According to Replit, Ghostwriter “returns results generated from large language models trained on publicly available code and tuned by Replit.” Replit doesn’t specify either the LLMs or the training corpora it uses for Ghostwriter, which opens it up to the same accusation that Emily Bender made about GPT-4: You should assume Ghostwriter to be toxic trash until and unless Replit is open about its training data, model architecture, etc. It also opens Replit up to the same accusations of “open-source software piracy” making their way through the courts about GitHub Copilot.
Tabnine
Tabnine, from a company of the same name in Tel Aviv, looks like IntelliSense on steroids, and can optionally train on your own code corpus as well as on open-source code. It does whole-line and full-function code completions in your editor or IDE, with support for 20 such tools, from Visual Studio Code and IntelliJ to Emacs and Vim.

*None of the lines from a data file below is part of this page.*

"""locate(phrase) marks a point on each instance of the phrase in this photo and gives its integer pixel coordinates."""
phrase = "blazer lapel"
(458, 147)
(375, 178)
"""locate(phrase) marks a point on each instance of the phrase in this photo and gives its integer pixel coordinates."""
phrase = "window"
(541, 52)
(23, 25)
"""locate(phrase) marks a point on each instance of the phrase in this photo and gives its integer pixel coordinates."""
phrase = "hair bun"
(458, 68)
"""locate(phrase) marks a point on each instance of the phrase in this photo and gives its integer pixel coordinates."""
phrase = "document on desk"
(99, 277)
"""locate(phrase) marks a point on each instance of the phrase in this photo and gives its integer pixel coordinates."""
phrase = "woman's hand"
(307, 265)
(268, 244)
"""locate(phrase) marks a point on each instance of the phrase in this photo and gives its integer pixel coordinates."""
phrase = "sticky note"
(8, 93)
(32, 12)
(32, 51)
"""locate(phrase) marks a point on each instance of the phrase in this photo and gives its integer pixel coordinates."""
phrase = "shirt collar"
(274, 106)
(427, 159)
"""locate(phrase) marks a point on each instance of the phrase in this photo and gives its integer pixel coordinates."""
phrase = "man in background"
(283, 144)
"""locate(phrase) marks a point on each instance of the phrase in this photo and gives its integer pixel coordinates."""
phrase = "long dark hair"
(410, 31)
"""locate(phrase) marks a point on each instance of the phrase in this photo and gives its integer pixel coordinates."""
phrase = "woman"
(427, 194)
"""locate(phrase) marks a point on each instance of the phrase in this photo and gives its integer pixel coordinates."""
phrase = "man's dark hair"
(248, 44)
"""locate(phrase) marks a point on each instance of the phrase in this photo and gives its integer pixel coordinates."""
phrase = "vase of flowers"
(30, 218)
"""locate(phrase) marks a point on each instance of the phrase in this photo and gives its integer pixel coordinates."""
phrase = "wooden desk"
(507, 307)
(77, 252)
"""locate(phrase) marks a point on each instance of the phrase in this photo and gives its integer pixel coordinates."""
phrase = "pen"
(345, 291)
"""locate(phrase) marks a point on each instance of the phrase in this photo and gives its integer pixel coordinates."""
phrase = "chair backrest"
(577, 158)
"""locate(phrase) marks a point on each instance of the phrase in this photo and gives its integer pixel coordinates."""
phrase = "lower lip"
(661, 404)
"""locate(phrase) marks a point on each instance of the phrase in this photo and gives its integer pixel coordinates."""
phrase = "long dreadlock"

Depending on the plan you choose, Tabnine can use a generic AI model trained on open-source code with permissive licenses, or a set of generative AI models optimized for all programming languages, “specialized to match your tech stack,” or a private code model trained on your own repositories.
Tabnine’s free Starter plan only does basic code completion. The Pro plan does whole-line and full-function code completions for $12 per user per month. Tabnine has not disclosed its model architecture or training corpora. So, by the Emily Bender principle, you should assume the worst about any code it generates.
Large language models can sometimes work to generate or complete code, whether or not they’ve been trained on code corpora. Language models that have been trained on code tend to know more about the importance of whitespace. And code generation products such as OpenAI Codex and Tabnine often have better integrations with programming editors than more generic language models.
We should expect AI code generators to improve with time and use. GitHub Copilot X is better than the original Copilot, and I’m confident the next Copilot will be better still. Nevertheless, you can never assume that code generated by AI of any kind is correct or efficient, or even that it will compile and run. You should always treat AI-generated code like a pull request from an unknown programmer, which means reviewing it, testing it, and debugging it before making it part of your application.